After the shutdown in New York in mid-March, the YPC ensembles started meeting by Zoom just to talk. ‘Just seeing each other online that helped us socially, emotionally,’ Núñez says.

But that same month, singers and choral directors across the country became concerned after a chorus in Washington state made national headlines. Sixty singers in the Skagit Valley Chorale showed up to a two-and-a-half-hour rehearsal. Fifty-three of them became sick with the coronavirus, and two people died.

The CDC issued a report about the group in May, writing: ‘SARS-CoV-2 [COVID-19] might be highly transmissible in certain settings, including group singing events.’ But since then, the CDC has erased that messaging from its current posted guidelines, due to what American scientists worry are political concerns.

‘Singing in a room for an extended period of time, in close contact with lots of people and no ventilation — that’s a recipe for disaster,’ says Shelly Miller, a professor at the University of Colorado Boulder. Along with Jelena Srebric at the University of Maryland, Miller is leading a six-month research project looking at singers’ and other musicians’ transmission of aerosol particles …

 … Back in New York City, as weeks of lockdown turned into months, Francisco J. Núñez says that the Zoom chats weren’t enough to buoy his students’ spirits. ‘The longer it lasted, the more sad the children became,’ he observes. ‘And the conversations were starting to get difficult. So we needed to do something. That’s when the singing started to happen.’

Students sent in videos of themselves singing and Núñez and his team stitched them together to create the effect of a unified chorus.

The first project was a performance of ’You’ll Never Walk Alone,’ from Rodgers and Hammerstein’s musical Carousel, that the group dedicated to New York’s essential workers.

As the spring turned into summer, Núñez found that the kids he works with were carrying another burden. YPC became an outlet for his students — who are very diverse racially, ethnically and socioeconomically — to discuss racial injustice as protests broke out nationwide. ‘They started talking to each other,’ Núñez observes, ‘about what it’s like to be a Black or brown young person in New York City right now, what it’s like to be a white person, an ally.’
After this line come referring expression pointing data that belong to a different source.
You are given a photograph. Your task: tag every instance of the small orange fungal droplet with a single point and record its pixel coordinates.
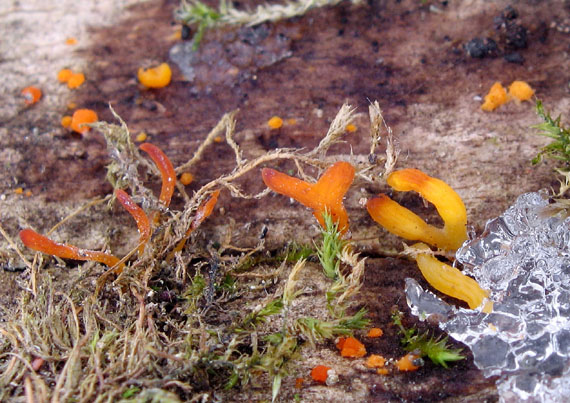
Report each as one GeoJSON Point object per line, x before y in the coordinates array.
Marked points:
{"type": "Point", "coordinates": [496, 97]}
{"type": "Point", "coordinates": [320, 373]}
{"type": "Point", "coordinates": [155, 77]}
{"type": "Point", "coordinates": [31, 95]}
{"type": "Point", "coordinates": [80, 118]}
{"type": "Point", "coordinates": [186, 178]}
{"type": "Point", "coordinates": [66, 121]}
{"type": "Point", "coordinates": [275, 122]}
{"type": "Point", "coordinates": [63, 75]}
{"type": "Point", "coordinates": [375, 361]}
{"type": "Point", "coordinates": [350, 128]}
{"type": "Point", "coordinates": [406, 363]}
{"type": "Point", "coordinates": [375, 332]}
{"type": "Point", "coordinates": [142, 136]}
{"type": "Point", "coordinates": [351, 348]}
{"type": "Point", "coordinates": [76, 80]}
{"type": "Point", "coordinates": [520, 91]}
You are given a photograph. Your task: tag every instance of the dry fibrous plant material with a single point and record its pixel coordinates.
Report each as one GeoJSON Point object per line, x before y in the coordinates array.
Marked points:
{"type": "Point", "coordinates": [86, 340]}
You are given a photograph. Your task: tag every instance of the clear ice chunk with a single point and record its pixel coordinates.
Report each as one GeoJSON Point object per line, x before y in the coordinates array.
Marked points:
{"type": "Point", "coordinates": [523, 259]}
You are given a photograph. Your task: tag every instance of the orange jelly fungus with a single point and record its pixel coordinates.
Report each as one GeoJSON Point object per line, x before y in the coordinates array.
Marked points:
{"type": "Point", "coordinates": [80, 118]}
{"type": "Point", "coordinates": [166, 169]}
{"type": "Point", "coordinates": [406, 363]}
{"type": "Point", "coordinates": [375, 361]}
{"type": "Point", "coordinates": [375, 332]}
{"type": "Point", "coordinates": [64, 75]}
{"type": "Point", "coordinates": [66, 121]}
{"type": "Point", "coordinates": [143, 223]}
{"type": "Point", "coordinates": [406, 224]}
{"type": "Point", "coordinates": [496, 97]}
{"type": "Point", "coordinates": [350, 347]}
{"type": "Point", "coordinates": [155, 77]}
{"type": "Point", "coordinates": [186, 178]}
{"type": "Point", "coordinates": [325, 195]}
{"type": "Point", "coordinates": [320, 373]}
{"type": "Point", "coordinates": [275, 122]}
{"type": "Point", "coordinates": [76, 80]}
{"type": "Point", "coordinates": [31, 95]}
{"type": "Point", "coordinates": [520, 91]}
{"type": "Point", "coordinates": [40, 243]}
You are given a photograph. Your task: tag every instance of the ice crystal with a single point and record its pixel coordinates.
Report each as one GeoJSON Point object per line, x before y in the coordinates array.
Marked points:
{"type": "Point", "coordinates": [523, 259]}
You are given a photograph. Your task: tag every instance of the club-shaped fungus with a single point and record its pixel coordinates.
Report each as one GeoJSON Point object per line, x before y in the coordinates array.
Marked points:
{"type": "Point", "coordinates": [155, 77]}
{"type": "Point", "coordinates": [81, 118]}
{"type": "Point", "coordinates": [496, 97]}
{"type": "Point", "coordinates": [406, 224]}
{"type": "Point", "coordinates": [450, 281]}
{"type": "Point", "coordinates": [325, 195]}
{"type": "Point", "coordinates": [31, 95]}
{"type": "Point", "coordinates": [166, 169]}
{"type": "Point", "coordinates": [203, 212]}
{"type": "Point", "coordinates": [40, 243]}
{"type": "Point", "coordinates": [143, 223]}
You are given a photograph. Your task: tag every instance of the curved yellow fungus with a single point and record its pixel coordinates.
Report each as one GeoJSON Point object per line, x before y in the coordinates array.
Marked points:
{"type": "Point", "coordinates": [403, 222]}
{"type": "Point", "coordinates": [520, 91]}
{"type": "Point", "coordinates": [156, 77]}
{"type": "Point", "coordinates": [496, 97]}
{"type": "Point", "coordinates": [451, 281]}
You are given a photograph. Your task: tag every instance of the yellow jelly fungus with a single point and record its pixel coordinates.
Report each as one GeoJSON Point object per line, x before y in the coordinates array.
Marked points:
{"type": "Point", "coordinates": [496, 97]}
{"type": "Point", "coordinates": [76, 80]}
{"type": "Point", "coordinates": [66, 121]}
{"type": "Point", "coordinates": [155, 77]}
{"type": "Point", "coordinates": [350, 128]}
{"type": "Point", "coordinates": [142, 136]}
{"type": "Point", "coordinates": [450, 280]}
{"type": "Point", "coordinates": [186, 178]}
{"type": "Point", "coordinates": [275, 122]}
{"type": "Point", "coordinates": [520, 91]}
{"type": "Point", "coordinates": [406, 224]}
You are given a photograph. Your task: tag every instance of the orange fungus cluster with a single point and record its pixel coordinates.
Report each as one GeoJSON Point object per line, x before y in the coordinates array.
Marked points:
{"type": "Point", "coordinates": [325, 195]}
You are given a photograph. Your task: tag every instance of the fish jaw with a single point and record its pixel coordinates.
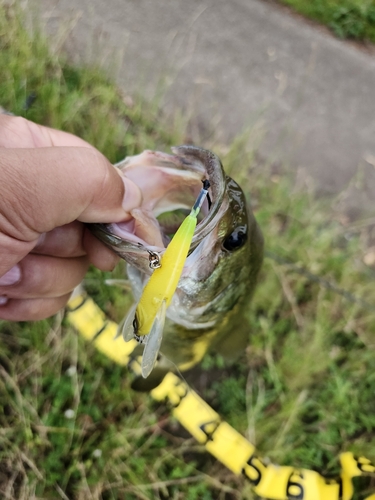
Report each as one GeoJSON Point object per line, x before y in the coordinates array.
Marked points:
{"type": "Point", "coordinates": [168, 183]}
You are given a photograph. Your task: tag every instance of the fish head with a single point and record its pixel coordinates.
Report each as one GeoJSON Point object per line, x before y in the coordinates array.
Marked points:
{"type": "Point", "coordinates": [227, 247]}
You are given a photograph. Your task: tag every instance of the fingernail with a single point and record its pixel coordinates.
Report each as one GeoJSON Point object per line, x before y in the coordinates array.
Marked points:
{"type": "Point", "coordinates": [11, 277]}
{"type": "Point", "coordinates": [133, 195]}
{"type": "Point", "coordinates": [40, 241]}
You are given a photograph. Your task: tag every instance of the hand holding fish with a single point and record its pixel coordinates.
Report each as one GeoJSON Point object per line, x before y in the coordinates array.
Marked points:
{"type": "Point", "coordinates": [51, 183]}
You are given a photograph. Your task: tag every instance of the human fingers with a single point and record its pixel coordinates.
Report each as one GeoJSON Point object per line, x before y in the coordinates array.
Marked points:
{"type": "Point", "coordinates": [44, 188]}
{"type": "Point", "coordinates": [31, 309]}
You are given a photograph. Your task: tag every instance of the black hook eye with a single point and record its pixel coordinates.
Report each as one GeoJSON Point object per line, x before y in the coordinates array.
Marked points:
{"type": "Point", "coordinates": [236, 239]}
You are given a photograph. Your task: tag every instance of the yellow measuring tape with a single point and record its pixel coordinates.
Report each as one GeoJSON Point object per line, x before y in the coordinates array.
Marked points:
{"type": "Point", "coordinates": [269, 481]}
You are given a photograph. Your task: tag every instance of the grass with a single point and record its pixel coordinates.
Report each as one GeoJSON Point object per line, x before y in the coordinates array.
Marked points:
{"type": "Point", "coordinates": [353, 19]}
{"type": "Point", "coordinates": [70, 426]}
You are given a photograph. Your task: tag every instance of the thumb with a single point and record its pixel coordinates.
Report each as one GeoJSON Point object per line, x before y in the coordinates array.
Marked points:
{"type": "Point", "coordinates": [43, 188]}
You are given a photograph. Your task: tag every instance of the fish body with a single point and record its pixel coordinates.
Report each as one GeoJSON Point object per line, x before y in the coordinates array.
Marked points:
{"type": "Point", "coordinates": [226, 252]}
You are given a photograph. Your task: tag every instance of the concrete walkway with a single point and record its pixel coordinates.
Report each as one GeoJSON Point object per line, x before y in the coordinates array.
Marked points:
{"type": "Point", "coordinates": [237, 63]}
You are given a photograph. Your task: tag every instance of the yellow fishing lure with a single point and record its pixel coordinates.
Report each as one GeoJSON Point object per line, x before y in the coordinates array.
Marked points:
{"type": "Point", "coordinates": [145, 321]}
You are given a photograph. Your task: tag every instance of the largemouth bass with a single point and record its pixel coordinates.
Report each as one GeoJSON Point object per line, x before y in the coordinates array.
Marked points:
{"type": "Point", "coordinates": [220, 272]}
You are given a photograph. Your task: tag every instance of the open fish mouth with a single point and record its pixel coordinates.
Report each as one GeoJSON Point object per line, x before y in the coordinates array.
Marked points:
{"type": "Point", "coordinates": [170, 184]}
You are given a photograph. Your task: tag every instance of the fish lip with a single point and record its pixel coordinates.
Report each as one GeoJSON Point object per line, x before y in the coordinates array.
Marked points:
{"type": "Point", "coordinates": [188, 156]}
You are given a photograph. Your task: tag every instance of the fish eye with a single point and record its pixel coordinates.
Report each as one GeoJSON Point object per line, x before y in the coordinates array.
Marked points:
{"type": "Point", "coordinates": [236, 239]}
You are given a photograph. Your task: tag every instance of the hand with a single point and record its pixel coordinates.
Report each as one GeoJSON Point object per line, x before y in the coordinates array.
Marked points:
{"type": "Point", "coordinates": [50, 183]}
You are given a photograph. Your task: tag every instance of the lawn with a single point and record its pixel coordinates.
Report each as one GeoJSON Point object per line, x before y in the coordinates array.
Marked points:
{"type": "Point", "coordinates": [353, 19]}
{"type": "Point", "coordinates": [302, 392]}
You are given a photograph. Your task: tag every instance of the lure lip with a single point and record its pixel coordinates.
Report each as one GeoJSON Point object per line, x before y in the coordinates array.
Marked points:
{"type": "Point", "coordinates": [206, 165]}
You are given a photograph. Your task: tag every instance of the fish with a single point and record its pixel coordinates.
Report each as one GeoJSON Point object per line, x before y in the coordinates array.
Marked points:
{"type": "Point", "coordinates": [219, 275]}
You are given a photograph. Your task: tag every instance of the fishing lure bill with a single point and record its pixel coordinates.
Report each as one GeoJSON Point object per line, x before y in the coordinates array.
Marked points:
{"type": "Point", "coordinates": [145, 321]}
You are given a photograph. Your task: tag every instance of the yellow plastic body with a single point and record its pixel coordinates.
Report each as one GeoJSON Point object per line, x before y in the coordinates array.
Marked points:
{"type": "Point", "coordinates": [164, 280]}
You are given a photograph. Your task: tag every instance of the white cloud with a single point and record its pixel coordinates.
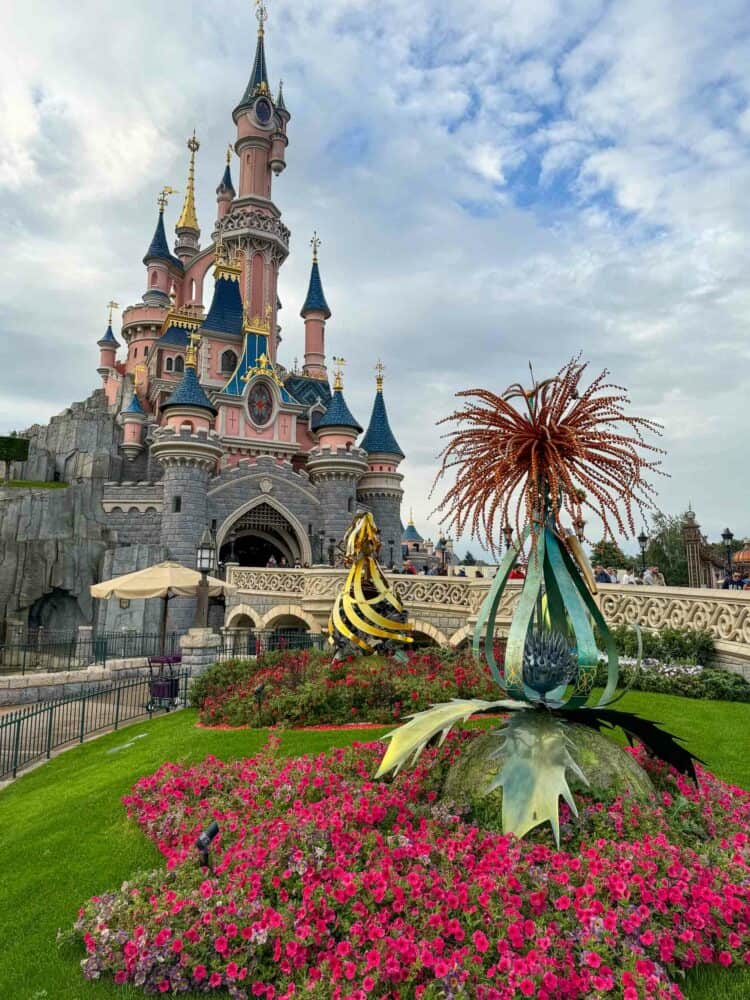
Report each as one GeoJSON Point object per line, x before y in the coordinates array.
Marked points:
{"type": "Point", "coordinates": [618, 132]}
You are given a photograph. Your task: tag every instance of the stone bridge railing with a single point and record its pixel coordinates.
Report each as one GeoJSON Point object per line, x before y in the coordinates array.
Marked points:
{"type": "Point", "coordinates": [446, 608]}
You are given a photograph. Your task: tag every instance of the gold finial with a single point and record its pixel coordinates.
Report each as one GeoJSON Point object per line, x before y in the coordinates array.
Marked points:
{"type": "Point", "coordinates": [315, 244]}
{"type": "Point", "coordinates": [188, 218]}
{"type": "Point", "coordinates": [163, 198]}
{"type": "Point", "coordinates": [191, 354]}
{"type": "Point", "coordinates": [338, 383]}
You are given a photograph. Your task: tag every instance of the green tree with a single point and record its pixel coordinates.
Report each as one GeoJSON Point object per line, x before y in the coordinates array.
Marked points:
{"type": "Point", "coordinates": [606, 553]}
{"type": "Point", "coordinates": [666, 549]}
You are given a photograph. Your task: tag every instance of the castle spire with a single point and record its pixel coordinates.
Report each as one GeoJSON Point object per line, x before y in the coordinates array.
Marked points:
{"type": "Point", "coordinates": [188, 218]}
{"type": "Point", "coordinates": [316, 300]}
{"type": "Point", "coordinates": [379, 438]}
{"type": "Point", "coordinates": [258, 82]}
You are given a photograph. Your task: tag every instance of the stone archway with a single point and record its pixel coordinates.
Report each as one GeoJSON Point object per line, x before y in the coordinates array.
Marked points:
{"type": "Point", "coordinates": [262, 528]}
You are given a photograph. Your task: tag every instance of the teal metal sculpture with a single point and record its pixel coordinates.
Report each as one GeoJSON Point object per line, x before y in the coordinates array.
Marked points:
{"type": "Point", "coordinates": [563, 450]}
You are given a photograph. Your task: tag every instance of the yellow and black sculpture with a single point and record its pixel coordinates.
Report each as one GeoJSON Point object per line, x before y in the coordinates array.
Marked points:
{"type": "Point", "coordinates": [367, 615]}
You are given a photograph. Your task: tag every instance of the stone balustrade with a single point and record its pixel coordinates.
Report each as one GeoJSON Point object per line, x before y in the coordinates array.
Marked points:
{"type": "Point", "coordinates": [446, 608]}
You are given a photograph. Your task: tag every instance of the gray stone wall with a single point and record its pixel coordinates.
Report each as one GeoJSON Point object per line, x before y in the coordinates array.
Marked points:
{"type": "Point", "coordinates": [181, 530]}
{"type": "Point", "coordinates": [135, 527]}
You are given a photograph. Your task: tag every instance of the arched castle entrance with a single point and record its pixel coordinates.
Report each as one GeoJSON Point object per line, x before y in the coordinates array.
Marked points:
{"type": "Point", "coordinates": [260, 529]}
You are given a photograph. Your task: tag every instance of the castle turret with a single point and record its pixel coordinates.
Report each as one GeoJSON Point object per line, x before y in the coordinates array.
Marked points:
{"type": "Point", "coordinates": [132, 420]}
{"type": "Point", "coordinates": [252, 223]}
{"type": "Point", "coordinates": [225, 191]}
{"type": "Point", "coordinates": [187, 229]}
{"type": "Point", "coordinates": [279, 141]}
{"type": "Point", "coordinates": [315, 312]}
{"type": "Point", "coordinates": [336, 466]}
{"type": "Point", "coordinates": [380, 488]}
{"type": "Point", "coordinates": [107, 345]}
{"type": "Point", "coordinates": [164, 270]}
{"type": "Point", "coordinates": [189, 451]}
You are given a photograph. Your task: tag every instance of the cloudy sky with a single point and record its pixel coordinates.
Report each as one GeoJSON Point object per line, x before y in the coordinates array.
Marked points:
{"type": "Point", "coordinates": [494, 183]}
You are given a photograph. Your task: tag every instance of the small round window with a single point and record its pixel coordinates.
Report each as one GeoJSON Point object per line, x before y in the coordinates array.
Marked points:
{"type": "Point", "coordinates": [260, 404]}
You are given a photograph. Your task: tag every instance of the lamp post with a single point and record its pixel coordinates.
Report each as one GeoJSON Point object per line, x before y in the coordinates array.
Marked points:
{"type": "Point", "coordinates": [643, 542]}
{"type": "Point", "coordinates": [205, 563]}
{"type": "Point", "coordinates": [441, 547]}
{"type": "Point", "coordinates": [321, 546]}
{"type": "Point", "coordinates": [727, 537]}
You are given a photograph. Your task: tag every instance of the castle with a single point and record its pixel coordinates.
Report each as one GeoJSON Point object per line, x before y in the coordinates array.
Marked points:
{"type": "Point", "coordinates": [198, 425]}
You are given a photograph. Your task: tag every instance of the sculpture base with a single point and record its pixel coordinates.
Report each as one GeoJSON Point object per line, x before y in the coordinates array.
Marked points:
{"type": "Point", "coordinates": [610, 770]}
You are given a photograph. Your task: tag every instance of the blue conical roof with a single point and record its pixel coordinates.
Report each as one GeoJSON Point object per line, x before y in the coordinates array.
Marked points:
{"type": "Point", "coordinates": [134, 406]}
{"type": "Point", "coordinates": [338, 414]}
{"type": "Point", "coordinates": [226, 181]}
{"type": "Point", "coordinates": [189, 393]}
{"type": "Point", "coordinates": [108, 339]}
{"type": "Point", "coordinates": [259, 74]}
{"type": "Point", "coordinates": [159, 248]}
{"type": "Point", "coordinates": [379, 436]}
{"type": "Point", "coordinates": [316, 300]}
{"type": "Point", "coordinates": [225, 314]}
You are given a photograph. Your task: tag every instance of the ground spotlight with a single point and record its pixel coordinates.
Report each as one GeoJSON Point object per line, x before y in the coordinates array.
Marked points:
{"type": "Point", "coordinates": [203, 843]}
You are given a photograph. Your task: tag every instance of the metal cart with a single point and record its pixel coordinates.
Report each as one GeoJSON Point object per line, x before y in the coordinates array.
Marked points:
{"type": "Point", "coordinates": [163, 683]}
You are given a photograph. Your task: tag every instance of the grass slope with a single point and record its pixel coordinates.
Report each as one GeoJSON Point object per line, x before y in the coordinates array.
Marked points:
{"type": "Point", "coordinates": [66, 836]}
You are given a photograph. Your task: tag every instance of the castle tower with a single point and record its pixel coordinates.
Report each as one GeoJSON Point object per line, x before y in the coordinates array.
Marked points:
{"type": "Point", "coordinates": [335, 465]}
{"type": "Point", "coordinates": [225, 192]}
{"type": "Point", "coordinates": [187, 229]}
{"type": "Point", "coordinates": [315, 312]}
{"type": "Point", "coordinates": [189, 450]}
{"type": "Point", "coordinates": [380, 488]}
{"type": "Point", "coordinates": [107, 345]}
{"type": "Point", "coordinates": [132, 420]}
{"type": "Point", "coordinates": [252, 224]}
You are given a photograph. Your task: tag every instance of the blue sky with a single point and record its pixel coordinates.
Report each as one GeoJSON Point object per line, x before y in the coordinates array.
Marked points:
{"type": "Point", "coordinates": [511, 182]}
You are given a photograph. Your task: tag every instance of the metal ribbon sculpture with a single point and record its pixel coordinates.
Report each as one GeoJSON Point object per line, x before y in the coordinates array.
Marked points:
{"type": "Point", "coordinates": [367, 613]}
{"type": "Point", "coordinates": [564, 451]}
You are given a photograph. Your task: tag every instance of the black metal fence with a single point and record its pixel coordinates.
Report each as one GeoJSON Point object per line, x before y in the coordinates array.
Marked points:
{"type": "Point", "coordinates": [31, 734]}
{"type": "Point", "coordinates": [240, 643]}
{"type": "Point", "coordinates": [72, 651]}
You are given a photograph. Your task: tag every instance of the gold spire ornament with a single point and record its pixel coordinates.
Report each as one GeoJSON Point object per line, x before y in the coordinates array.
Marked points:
{"type": "Point", "coordinates": [367, 616]}
{"type": "Point", "coordinates": [163, 198]}
{"type": "Point", "coordinates": [315, 244]}
{"type": "Point", "coordinates": [379, 369]}
{"type": "Point", "coordinates": [188, 218]}
{"type": "Point", "coordinates": [338, 382]}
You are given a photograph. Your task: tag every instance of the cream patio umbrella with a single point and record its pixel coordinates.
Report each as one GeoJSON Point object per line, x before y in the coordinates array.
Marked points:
{"type": "Point", "coordinates": [165, 580]}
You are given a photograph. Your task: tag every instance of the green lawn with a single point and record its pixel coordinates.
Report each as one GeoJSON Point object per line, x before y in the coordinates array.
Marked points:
{"type": "Point", "coordinates": [65, 835]}
{"type": "Point", "coordinates": [25, 483]}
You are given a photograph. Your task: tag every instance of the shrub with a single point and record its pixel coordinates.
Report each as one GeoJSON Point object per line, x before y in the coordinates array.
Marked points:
{"type": "Point", "coordinates": [329, 885]}
{"type": "Point", "coordinates": [306, 688]}
{"type": "Point", "coordinates": [670, 645]}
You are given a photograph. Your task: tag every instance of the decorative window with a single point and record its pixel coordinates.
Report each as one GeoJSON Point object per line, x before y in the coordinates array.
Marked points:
{"type": "Point", "coordinates": [260, 404]}
{"type": "Point", "coordinates": [228, 362]}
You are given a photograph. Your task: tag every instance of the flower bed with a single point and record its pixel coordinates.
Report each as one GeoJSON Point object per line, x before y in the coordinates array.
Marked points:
{"type": "Point", "coordinates": [327, 884]}
{"type": "Point", "coordinates": [306, 688]}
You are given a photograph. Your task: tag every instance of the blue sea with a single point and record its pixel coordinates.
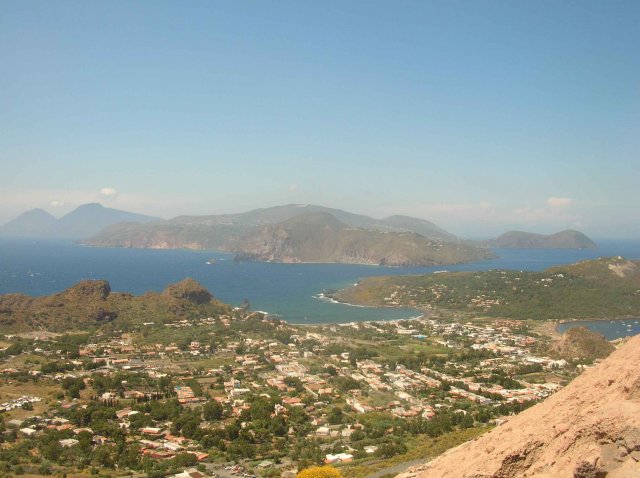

Núñez says that he has tried to embrace the possibilities of this new virtual reality. ‘I don’t see 120 kids getting together in a room right now,’ he says. ‘But I do see creating new ways. Classical music is undergoing a transition. Children’s education is going to go into transition. I think it’s a wake-up call for us.’

The group’s final concert of the season debuted on YouTube last month. Its title was ‘Forward Together’ — striking a hopeful note, no matter what’s ahead.”